Signals That the Extraction Is Incomplete
Generic competency language without role specificity: "We evaluate leadership, communication, and strategic thinking." → Ask: "For this specific role, what does leadership look like? What would a strong candidate demonstrate that's different from a generic leadership assessment?"
No description beyond the focus area name: "I just give them the topic and they know what to do." → Ask: "Walk me through a time when two interviewers evaluated the same focus area and came to very different conclusions. What would have helped them align?"
Scoring scale without definitions: "We use a 1-5 scale." → Ask: "What's the difference between a 3 and a 4? How does an interviewer know which to give?"
No justification requirement: "They just fill in the score." → Ask: "When someone gives a Strong Yes but can't explain why in the debrief, what happens? How do the other interviewers respond?"
Questions described as ad hoc: "I let them ask whatever they think is relevant." → Ask: "Has that ever produced a problem — someone asked something they shouldn't have, or two interviewers asked the same thing?"
AI used without quality review: "I have ChatGPT generate the questions." → Ask: "Do you review and edit those before they go to the interviewers? Have you caught anything that needed changing?"
After the Interview
Within 24 Hours
Write up your extraction notes mapped to the scorecard sections:
- Focus area methodology
- Scoring approach
- Question development process
- Interviewer preparation approach
- Debrief connection
- AI usage
- Gaps identified
Produce the Gap Report
Work through the Required Inputs table in 01-context.md. Every item not captured in the extraction is a gap.
Advisor Review
The advisor reviews the extraction notes and gap report. They:
- Confirm the focus area methodology is clear enough to build from
- Fill any gaps where they have sufficient context
- Identify gaps that need practitioner follow-up
- Add advisor observations (methodology strengths to preserve, weaknesses to address)
Build starts only after the advisor confirms the gap report is resolved.
Connection to the Engagement
Every scorecard extraction produces two things: a scorecard and advisor insight.
The scorecard is the deliverable.
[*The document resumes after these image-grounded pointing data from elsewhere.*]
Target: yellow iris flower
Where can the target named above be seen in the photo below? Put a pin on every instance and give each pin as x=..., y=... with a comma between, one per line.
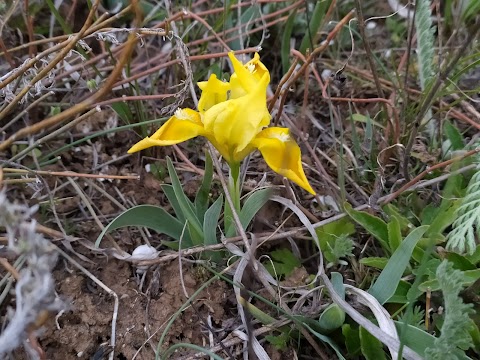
x=234, y=117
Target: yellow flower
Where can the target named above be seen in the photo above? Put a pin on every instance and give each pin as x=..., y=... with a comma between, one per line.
x=234, y=117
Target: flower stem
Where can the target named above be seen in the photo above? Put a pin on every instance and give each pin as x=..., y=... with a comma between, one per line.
x=234, y=184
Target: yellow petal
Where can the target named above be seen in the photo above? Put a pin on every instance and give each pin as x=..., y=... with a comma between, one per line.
x=214, y=91
x=282, y=154
x=246, y=76
x=256, y=67
x=234, y=123
x=183, y=125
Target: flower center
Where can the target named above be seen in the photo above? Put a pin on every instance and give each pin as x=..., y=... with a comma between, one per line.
x=282, y=137
x=251, y=68
x=181, y=114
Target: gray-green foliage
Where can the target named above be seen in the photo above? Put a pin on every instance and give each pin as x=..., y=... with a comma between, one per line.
x=455, y=337
x=425, y=41
x=462, y=238
x=425, y=45
x=341, y=248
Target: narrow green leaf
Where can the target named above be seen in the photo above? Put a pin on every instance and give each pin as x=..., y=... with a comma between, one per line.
x=388, y=280
x=318, y=13
x=337, y=282
x=394, y=233
x=185, y=204
x=468, y=278
x=172, y=200
x=372, y=349
x=123, y=111
x=331, y=318
x=352, y=339
x=149, y=216
x=374, y=225
x=455, y=137
x=201, y=200
x=250, y=208
x=375, y=262
x=287, y=35
x=415, y=338
x=400, y=296
x=328, y=341
x=210, y=224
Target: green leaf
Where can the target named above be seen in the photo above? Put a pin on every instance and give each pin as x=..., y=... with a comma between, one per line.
x=389, y=278
x=280, y=341
x=123, y=111
x=460, y=262
x=328, y=341
x=284, y=262
x=352, y=339
x=149, y=216
x=319, y=12
x=210, y=224
x=372, y=349
x=468, y=278
x=394, y=233
x=391, y=210
x=400, y=296
x=331, y=318
x=250, y=208
x=337, y=282
x=329, y=234
x=475, y=257
x=201, y=200
x=455, y=137
x=172, y=200
x=415, y=338
x=374, y=225
x=185, y=204
x=375, y=262
x=287, y=35
x=443, y=218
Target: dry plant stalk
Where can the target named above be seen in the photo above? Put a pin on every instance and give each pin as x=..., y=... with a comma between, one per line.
x=35, y=288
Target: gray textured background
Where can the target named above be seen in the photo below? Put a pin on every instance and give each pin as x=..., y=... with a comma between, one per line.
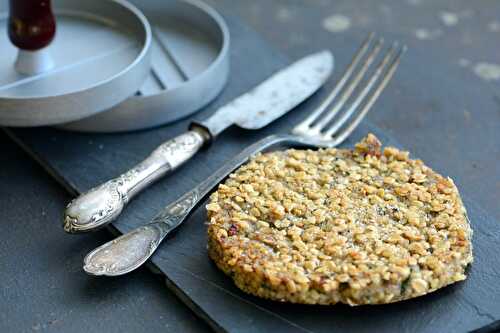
x=440, y=88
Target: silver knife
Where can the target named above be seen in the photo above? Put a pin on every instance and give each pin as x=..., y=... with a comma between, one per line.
x=253, y=110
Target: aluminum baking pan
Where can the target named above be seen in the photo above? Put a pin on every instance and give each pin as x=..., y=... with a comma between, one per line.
x=102, y=55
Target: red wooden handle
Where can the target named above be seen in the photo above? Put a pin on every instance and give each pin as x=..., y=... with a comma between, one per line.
x=31, y=24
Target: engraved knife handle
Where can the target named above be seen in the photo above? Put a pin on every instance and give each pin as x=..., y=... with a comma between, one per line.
x=102, y=204
x=131, y=250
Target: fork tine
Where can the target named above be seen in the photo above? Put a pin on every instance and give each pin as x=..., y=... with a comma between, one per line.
x=350, y=88
x=347, y=74
x=347, y=114
x=371, y=100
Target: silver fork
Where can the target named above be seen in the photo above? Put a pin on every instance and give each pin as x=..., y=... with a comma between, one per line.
x=319, y=129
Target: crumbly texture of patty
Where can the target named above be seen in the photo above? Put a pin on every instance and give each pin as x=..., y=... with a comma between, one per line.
x=362, y=226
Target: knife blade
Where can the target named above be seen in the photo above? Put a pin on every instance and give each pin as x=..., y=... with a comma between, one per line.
x=253, y=110
x=274, y=97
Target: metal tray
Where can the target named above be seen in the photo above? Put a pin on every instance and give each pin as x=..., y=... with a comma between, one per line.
x=102, y=55
x=190, y=66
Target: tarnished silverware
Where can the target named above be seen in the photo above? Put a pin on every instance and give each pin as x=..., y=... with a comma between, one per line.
x=253, y=110
x=131, y=250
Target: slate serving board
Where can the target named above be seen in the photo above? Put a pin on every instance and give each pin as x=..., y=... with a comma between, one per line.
x=80, y=161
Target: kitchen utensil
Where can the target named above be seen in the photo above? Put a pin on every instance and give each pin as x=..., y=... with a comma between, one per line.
x=253, y=110
x=132, y=249
x=190, y=66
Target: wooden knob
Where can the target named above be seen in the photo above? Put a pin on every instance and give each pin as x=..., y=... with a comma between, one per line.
x=31, y=24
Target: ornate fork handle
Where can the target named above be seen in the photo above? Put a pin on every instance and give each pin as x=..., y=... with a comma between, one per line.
x=104, y=203
x=131, y=250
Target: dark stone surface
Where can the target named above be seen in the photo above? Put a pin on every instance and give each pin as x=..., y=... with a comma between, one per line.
x=43, y=285
x=439, y=109
x=433, y=93
x=85, y=160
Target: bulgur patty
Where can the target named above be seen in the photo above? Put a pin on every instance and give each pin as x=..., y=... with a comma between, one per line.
x=362, y=226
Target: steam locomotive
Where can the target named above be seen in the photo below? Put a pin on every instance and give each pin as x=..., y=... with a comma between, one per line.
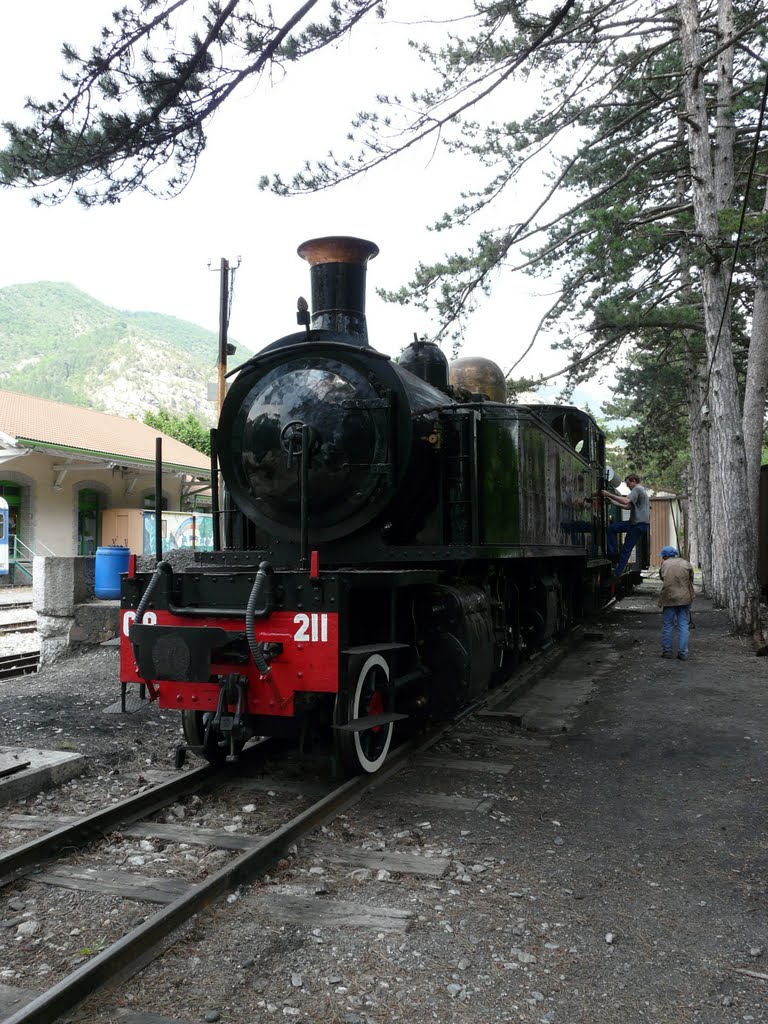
x=395, y=539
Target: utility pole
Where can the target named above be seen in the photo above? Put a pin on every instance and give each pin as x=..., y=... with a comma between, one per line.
x=223, y=326
x=226, y=283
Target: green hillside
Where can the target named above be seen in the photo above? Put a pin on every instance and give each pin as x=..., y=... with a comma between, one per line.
x=59, y=343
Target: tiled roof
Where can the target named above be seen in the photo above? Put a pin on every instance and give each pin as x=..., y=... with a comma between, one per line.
x=53, y=425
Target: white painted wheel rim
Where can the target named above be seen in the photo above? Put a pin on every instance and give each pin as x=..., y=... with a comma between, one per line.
x=369, y=765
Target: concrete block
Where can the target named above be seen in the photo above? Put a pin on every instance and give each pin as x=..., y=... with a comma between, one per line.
x=54, y=626
x=94, y=623
x=53, y=586
x=52, y=649
x=46, y=768
x=84, y=578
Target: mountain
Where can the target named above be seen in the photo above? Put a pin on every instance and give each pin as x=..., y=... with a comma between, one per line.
x=57, y=342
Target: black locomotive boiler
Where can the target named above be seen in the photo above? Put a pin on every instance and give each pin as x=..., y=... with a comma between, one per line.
x=395, y=539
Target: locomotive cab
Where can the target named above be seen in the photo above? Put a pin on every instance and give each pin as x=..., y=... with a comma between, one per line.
x=397, y=537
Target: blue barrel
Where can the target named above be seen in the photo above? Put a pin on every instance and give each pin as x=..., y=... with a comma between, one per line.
x=111, y=561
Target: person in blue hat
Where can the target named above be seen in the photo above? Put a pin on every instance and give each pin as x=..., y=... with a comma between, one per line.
x=676, y=599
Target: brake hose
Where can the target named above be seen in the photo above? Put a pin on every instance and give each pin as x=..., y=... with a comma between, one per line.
x=163, y=566
x=261, y=583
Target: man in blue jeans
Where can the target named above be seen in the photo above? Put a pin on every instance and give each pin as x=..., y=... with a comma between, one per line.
x=676, y=599
x=637, y=525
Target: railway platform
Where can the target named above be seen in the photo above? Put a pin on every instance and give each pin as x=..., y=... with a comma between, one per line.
x=604, y=865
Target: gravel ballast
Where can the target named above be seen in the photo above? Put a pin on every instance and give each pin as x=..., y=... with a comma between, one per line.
x=615, y=875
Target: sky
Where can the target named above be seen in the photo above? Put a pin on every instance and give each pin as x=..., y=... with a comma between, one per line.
x=154, y=254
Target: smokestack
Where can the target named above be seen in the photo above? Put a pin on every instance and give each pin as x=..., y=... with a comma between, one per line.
x=338, y=280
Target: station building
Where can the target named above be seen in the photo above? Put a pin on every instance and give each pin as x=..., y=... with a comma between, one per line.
x=72, y=474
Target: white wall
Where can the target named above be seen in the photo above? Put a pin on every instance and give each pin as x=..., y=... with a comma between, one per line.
x=53, y=513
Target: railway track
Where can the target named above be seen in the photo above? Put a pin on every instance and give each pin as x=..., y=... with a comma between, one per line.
x=252, y=855
x=18, y=665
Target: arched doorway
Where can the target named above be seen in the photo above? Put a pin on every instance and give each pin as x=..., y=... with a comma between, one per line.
x=18, y=571
x=89, y=517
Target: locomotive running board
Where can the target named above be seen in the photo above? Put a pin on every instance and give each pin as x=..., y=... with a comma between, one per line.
x=370, y=722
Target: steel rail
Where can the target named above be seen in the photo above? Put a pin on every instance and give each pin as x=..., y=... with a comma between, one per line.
x=22, y=859
x=141, y=945
x=130, y=953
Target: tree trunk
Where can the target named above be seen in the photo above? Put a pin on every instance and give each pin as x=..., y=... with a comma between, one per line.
x=734, y=548
x=757, y=378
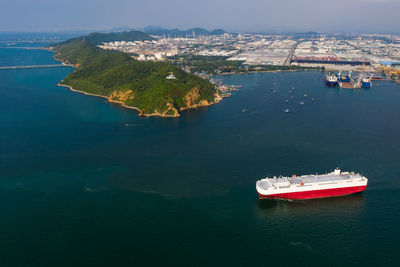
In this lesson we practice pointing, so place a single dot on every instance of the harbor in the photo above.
(349, 81)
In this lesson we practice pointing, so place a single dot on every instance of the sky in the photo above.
(381, 16)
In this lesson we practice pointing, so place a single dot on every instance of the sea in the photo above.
(84, 182)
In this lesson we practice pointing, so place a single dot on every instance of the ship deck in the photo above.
(306, 179)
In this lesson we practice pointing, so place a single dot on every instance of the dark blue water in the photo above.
(22, 57)
(84, 182)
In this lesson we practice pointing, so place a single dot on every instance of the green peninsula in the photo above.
(153, 88)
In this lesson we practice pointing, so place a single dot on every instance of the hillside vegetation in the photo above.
(133, 83)
(99, 38)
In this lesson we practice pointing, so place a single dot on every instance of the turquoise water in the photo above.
(84, 182)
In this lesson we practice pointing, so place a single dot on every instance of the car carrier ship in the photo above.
(332, 184)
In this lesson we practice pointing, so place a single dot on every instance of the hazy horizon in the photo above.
(351, 16)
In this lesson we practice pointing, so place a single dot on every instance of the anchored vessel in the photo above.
(332, 184)
(331, 80)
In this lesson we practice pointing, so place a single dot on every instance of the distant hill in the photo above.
(151, 30)
(142, 85)
(99, 38)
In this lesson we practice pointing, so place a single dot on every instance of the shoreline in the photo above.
(260, 71)
(117, 102)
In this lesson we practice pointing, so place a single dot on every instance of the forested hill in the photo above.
(133, 83)
(98, 38)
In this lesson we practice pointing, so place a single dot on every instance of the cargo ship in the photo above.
(344, 77)
(332, 184)
(366, 82)
(331, 80)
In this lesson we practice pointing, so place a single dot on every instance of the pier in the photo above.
(33, 66)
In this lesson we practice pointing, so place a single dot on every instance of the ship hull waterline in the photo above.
(314, 194)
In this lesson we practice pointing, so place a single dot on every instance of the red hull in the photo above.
(317, 193)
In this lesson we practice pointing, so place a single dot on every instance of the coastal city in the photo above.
(371, 53)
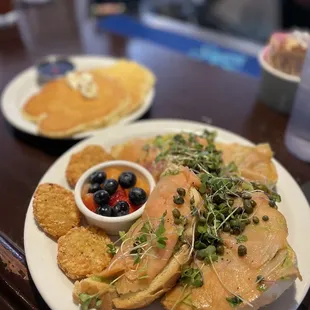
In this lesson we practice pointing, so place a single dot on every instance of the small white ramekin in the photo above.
(277, 89)
(111, 225)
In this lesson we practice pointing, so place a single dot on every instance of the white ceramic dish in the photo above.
(112, 225)
(24, 85)
(41, 251)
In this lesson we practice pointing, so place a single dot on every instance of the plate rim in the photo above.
(173, 123)
(9, 88)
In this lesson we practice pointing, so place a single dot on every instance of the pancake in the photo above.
(136, 79)
(61, 111)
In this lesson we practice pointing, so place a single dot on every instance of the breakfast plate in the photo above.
(41, 251)
(24, 85)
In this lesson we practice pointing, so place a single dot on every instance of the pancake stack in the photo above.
(89, 99)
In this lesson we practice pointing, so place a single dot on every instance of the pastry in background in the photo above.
(287, 51)
(136, 79)
(84, 100)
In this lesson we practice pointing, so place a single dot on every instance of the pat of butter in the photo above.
(83, 82)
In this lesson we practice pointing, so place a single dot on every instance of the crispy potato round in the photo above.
(83, 160)
(83, 252)
(55, 210)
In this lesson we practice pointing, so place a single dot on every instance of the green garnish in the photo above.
(161, 240)
(99, 279)
(191, 277)
(122, 235)
(259, 279)
(234, 301)
(242, 238)
(242, 250)
(255, 220)
(262, 287)
(181, 191)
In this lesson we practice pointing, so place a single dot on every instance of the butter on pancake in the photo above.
(62, 110)
(136, 79)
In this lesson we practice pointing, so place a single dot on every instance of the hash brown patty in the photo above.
(82, 252)
(55, 210)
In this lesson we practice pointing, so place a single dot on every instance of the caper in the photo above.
(183, 220)
(233, 223)
(220, 250)
(226, 227)
(253, 203)
(242, 250)
(255, 220)
(244, 216)
(217, 199)
(178, 200)
(214, 257)
(231, 202)
(199, 245)
(208, 251)
(238, 210)
(177, 221)
(176, 213)
(247, 206)
(202, 220)
(246, 195)
(181, 191)
(237, 230)
(220, 216)
(192, 201)
(272, 203)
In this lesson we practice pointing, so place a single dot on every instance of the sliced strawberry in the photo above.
(119, 195)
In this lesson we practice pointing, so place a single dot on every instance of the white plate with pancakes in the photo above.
(24, 86)
(43, 264)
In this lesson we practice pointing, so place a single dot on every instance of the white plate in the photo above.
(24, 85)
(41, 251)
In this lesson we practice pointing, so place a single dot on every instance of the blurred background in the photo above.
(251, 19)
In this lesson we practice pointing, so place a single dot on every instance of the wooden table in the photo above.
(186, 89)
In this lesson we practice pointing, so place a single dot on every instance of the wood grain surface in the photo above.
(186, 89)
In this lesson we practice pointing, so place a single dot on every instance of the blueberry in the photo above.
(127, 179)
(98, 177)
(104, 210)
(137, 196)
(93, 188)
(121, 208)
(110, 186)
(101, 197)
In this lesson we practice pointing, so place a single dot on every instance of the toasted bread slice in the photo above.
(83, 160)
(55, 210)
(83, 252)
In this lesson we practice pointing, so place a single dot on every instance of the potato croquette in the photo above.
(83, 160)
(83, 252)
(55, 210)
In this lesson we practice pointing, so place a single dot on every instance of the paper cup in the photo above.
(277, 89)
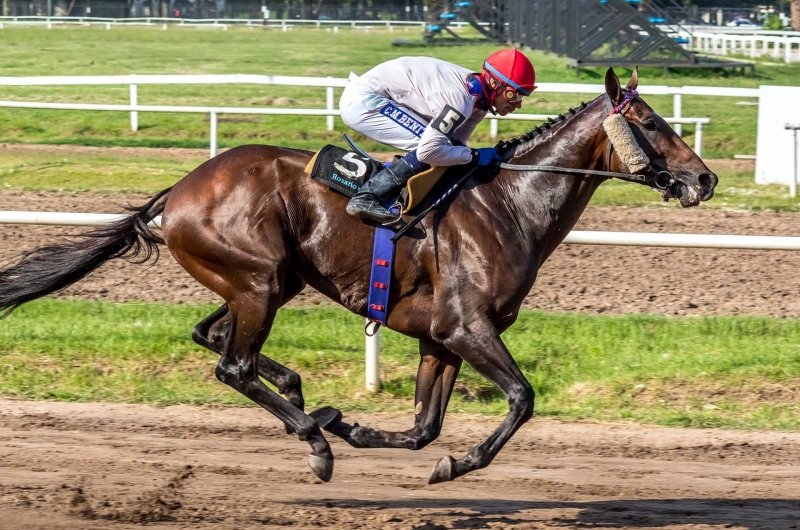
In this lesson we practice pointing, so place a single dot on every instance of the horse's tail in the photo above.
(52, 268)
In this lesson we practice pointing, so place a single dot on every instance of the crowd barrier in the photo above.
(330, 83)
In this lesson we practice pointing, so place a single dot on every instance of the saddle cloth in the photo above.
(346, 171)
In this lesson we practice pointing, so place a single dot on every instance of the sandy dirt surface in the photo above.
(101, 466)
(577, 278)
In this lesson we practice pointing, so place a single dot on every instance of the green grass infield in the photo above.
(301, 52)
(737, 372)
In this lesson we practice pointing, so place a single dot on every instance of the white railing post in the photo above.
(213, 120)
(698, 140)
(134, 104)
(373, 362)
(793, 181)
(793, 185)
(329, 103)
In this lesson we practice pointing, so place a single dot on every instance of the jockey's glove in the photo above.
(486, 156)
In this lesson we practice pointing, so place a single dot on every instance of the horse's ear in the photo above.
(613, 88)
(634, 82)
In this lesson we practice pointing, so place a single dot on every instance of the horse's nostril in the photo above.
(707, 181)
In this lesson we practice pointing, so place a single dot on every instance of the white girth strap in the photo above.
(621, 137)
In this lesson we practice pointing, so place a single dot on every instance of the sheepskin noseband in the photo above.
(621, 137)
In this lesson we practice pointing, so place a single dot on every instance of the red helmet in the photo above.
(512, 68)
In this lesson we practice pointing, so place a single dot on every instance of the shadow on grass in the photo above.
(753, 514)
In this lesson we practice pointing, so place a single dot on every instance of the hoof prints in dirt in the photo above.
(153, 506)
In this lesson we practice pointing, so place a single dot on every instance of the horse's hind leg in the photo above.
(251, 315)
(438, 369)
(212, 333)
(487, 354)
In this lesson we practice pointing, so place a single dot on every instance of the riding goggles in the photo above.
(511, 95)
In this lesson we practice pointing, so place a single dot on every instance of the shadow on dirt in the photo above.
(754, 514)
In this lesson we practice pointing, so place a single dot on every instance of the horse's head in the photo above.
(683, 175)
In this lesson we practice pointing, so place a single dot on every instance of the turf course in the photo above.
(302, 52)
(700, 372)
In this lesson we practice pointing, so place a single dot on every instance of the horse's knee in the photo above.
(425, 438)
(234, 374)
(199, 335)
(521, 399)
(290, 381)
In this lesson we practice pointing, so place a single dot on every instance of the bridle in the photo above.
(661, 180)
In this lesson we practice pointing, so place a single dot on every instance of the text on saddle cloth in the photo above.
(346, 171)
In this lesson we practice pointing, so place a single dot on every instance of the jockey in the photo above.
(429, 108)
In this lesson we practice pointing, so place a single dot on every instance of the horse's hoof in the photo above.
(444, 471)
(326, 416)
(321, 467)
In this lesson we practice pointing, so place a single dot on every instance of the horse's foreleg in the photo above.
(436, 376)
(251, 317)
(213, 332)
(482, 348)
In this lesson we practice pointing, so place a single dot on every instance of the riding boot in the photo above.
(382, 186)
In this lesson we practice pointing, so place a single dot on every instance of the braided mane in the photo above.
(536, 131)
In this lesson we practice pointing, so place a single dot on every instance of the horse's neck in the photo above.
(549, 206)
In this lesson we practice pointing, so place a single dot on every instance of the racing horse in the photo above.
(252, 227)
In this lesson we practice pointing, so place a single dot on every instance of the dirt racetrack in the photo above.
(100, 466)
(579, 278)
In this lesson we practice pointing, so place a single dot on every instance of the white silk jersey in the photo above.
(443, 116)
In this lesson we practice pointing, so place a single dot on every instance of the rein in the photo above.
(631, 154)
(651, 177)
(660, 179)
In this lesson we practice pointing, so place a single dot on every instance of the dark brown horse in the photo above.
(253, 228)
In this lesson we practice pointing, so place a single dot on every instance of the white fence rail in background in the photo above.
(576, 237)
(785, 47)
(330, 83)
(214, 113)
(217, 23)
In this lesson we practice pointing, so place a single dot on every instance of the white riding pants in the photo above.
(366, 109)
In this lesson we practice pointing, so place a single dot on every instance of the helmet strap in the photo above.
(491, 93)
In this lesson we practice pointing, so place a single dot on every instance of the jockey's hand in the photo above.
(486, 156)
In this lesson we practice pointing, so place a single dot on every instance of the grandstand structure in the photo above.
(622, 33)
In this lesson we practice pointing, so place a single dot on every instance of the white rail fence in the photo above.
(219, 23)
(786, 47)
(576, 237)
(329, 83)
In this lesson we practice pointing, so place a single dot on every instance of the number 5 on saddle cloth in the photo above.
(345, 172)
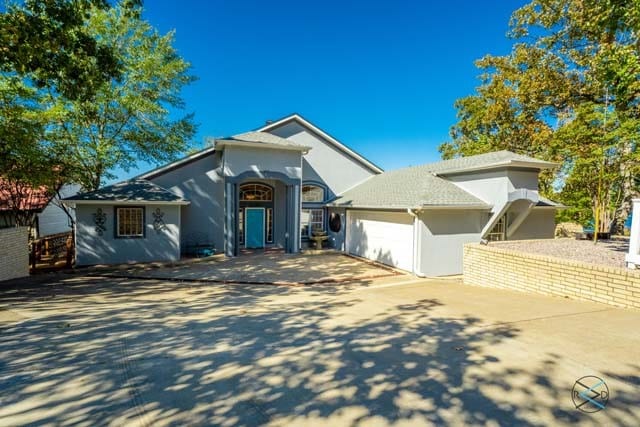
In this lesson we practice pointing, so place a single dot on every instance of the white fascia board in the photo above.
(414, 208)
(510, 163)
(221, 144)
(123, 202)
(324, 135)
(456, 207)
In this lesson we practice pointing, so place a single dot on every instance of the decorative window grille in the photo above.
(130, 222)
(498, 232)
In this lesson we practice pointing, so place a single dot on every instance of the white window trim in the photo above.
(313, 184)
(129, 208)
(308, 224)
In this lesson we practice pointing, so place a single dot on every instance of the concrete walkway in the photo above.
(393, 351)
(261, 267)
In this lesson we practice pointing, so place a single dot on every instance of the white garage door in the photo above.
(386, 237)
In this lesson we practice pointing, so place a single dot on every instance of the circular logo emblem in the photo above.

The extraction conversation often surfaces broader engagement signals — how the practitioner thinks about evaluation quality, whether their methodology is rigorous or ad hoc, where their process has gaps they haven't addressed, whether the interview team is sophisticated or needs significant preparation.
These signals inform the engagement strategy. A practitioner with a strong methodology needs a scorecard that documents and scales what they already do. A practitioner with a weak methodology needs a scorecard that introduces structure they don't currently have — and that's a different conversation with a different change management requirement.
Take notes on what you're observing about the practitioner's capability, not just what's going into the scorecard. The extraction interview is a diagnostic opportunity. Use it.